昨日、本箱を整理していたら、標記の本が出てきた。外箱に入っていて、中の本にはパラフィン紙もかかったままで、読んだような痕跡も無い本である。
私は舟越保武の良いデッサンを所有しており、その縁で購入して読んだ本だと思うが、改めて再読した。この人は彫刻家が本業であるが、文章においても、「巨岩と花びら」というエッセイで、日本エッセイスト・クラブ賞を授与されている。

本のあとがきを読むと、この本は1986年に日経新聞に25週にわたって掲載したエッセイをまとめたものである。そして私家版とは著者が2002年に逝去された時に、ご家族がお世話になった方への御礼として、デッサンを多く入れ、装幀も変えて出版されたものとある。だから定価も無い。ちなみに所載されているデッサンは著者が1987年に脳梗塞を患い、右手が利かなくなってから描いたものと、奥様のあとがきにある。

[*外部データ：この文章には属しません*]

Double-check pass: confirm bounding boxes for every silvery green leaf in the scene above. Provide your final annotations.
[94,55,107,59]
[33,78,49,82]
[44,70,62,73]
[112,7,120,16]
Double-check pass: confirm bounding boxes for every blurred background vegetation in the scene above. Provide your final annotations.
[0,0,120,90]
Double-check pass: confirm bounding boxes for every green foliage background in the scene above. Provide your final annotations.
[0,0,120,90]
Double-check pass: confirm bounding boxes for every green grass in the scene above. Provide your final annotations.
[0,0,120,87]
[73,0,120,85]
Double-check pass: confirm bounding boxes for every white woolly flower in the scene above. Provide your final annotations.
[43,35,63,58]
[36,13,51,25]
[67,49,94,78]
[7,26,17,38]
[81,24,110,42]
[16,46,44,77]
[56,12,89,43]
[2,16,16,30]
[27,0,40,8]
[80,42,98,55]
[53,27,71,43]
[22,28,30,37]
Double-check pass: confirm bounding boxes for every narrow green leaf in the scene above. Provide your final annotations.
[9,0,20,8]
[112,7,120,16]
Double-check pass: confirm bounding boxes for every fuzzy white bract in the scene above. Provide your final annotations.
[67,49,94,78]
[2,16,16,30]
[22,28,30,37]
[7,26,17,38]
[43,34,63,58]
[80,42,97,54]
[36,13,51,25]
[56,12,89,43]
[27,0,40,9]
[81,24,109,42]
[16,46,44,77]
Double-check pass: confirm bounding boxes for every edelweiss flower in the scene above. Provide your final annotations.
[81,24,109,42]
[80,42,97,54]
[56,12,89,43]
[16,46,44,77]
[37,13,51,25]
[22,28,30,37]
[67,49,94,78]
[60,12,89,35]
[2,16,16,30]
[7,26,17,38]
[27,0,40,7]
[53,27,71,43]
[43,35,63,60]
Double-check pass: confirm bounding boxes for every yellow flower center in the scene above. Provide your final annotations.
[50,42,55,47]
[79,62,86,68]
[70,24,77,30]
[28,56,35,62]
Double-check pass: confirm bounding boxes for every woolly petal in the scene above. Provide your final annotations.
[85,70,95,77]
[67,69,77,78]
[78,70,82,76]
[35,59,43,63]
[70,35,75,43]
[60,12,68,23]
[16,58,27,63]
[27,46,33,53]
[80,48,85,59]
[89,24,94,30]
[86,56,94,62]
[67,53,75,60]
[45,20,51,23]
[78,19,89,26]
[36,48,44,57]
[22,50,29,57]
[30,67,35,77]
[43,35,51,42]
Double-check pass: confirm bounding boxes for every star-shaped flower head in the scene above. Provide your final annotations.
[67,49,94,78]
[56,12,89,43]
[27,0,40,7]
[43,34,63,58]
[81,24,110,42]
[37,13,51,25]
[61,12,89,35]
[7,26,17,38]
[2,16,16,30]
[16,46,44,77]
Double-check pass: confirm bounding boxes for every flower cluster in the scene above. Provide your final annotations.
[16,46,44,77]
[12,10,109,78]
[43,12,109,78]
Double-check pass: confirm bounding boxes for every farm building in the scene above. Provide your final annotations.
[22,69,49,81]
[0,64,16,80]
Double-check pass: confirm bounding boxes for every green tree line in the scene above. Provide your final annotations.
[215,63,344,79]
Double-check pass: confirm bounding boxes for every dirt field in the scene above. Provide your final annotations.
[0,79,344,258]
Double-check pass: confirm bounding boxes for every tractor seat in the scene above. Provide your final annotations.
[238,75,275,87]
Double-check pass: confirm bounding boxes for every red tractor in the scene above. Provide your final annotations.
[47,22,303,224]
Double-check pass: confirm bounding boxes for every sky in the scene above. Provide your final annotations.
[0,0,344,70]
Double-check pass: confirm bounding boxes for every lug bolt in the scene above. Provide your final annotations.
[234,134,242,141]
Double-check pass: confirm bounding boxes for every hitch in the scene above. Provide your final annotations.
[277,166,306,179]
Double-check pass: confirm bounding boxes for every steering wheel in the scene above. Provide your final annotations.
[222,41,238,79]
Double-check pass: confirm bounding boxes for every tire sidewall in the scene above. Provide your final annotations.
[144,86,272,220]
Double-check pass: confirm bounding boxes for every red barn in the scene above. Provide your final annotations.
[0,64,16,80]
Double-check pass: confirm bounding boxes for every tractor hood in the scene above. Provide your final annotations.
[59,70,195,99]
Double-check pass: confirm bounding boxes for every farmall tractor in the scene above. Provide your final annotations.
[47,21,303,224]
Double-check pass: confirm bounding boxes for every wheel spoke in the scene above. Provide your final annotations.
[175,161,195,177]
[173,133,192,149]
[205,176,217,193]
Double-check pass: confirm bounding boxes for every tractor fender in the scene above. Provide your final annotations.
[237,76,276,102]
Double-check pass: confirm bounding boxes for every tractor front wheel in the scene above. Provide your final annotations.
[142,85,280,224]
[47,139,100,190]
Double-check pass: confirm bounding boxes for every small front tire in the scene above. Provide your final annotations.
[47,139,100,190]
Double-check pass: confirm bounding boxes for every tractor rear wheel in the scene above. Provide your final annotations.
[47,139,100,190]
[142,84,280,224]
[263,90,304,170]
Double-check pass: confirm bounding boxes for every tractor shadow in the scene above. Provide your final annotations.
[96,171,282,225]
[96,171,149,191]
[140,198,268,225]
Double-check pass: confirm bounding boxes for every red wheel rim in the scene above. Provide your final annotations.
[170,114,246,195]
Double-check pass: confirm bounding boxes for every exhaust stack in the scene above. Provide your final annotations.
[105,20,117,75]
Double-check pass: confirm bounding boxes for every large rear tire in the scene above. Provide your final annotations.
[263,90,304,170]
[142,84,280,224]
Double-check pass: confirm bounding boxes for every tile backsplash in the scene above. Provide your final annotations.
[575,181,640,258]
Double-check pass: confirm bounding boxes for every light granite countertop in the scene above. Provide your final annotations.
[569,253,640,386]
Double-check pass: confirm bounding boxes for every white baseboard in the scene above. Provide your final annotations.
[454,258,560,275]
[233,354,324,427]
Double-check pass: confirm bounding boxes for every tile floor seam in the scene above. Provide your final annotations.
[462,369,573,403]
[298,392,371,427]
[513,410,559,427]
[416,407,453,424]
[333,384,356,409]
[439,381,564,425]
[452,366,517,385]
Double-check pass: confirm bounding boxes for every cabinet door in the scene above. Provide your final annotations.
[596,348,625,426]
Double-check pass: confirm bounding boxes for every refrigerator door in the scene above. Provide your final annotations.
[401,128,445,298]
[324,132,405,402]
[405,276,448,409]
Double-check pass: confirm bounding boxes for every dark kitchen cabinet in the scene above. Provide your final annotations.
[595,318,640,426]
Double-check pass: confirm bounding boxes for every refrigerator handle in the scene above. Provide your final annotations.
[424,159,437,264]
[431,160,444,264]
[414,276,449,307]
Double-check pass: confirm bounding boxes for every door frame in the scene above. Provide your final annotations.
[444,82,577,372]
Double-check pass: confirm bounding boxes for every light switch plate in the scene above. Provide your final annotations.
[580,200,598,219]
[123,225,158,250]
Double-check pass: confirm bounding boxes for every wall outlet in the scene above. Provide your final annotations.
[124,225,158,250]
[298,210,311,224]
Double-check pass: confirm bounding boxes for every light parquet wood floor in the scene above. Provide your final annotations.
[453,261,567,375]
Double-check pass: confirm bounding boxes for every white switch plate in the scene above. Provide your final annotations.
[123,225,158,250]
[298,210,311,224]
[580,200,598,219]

私は、古書店から購入したのだろうが、そんな経緯もまったく記憶にはないが、2004年5月15日の郵便局の4500円の払込受領証が挟まっていた。

タイトルになった「大きな時計」は収められている一つのエッセイの題から採られたのであろう。著者は俗な言葉で言うところの落ち込むことが多く、その時に「大きな時計も小さな時計も、どっちも時間は同じだ」との言葉などを思い出して心を整えるようなことが書かれている。

このように著者の生活、身の周りの出来事に関して、著者の考え、思いを綴っている。言葉などはあてにならないが、眼の表情に、その人の心が全て出るというとも記されている。

また彫刻家らしく、人間の表情を似せる為には、後頭部をしっかりと似せて作らないとうまく行かないとも書いてある。
人間は動物より優れているようなことを言っているが、顔などは動物の方がいいとも書いてある。そしてただ人間が美しいのは手指とも述べている。

老いて目立ってくる皺についても記しており、肘の後ろの皺などに本当の年齢は出るなど観察が細かくて興味深い。

作品と同様に、ストイックで心のきれいな人(あるいは心をきれいにしようと常に意識していた人)だったことが理解できる。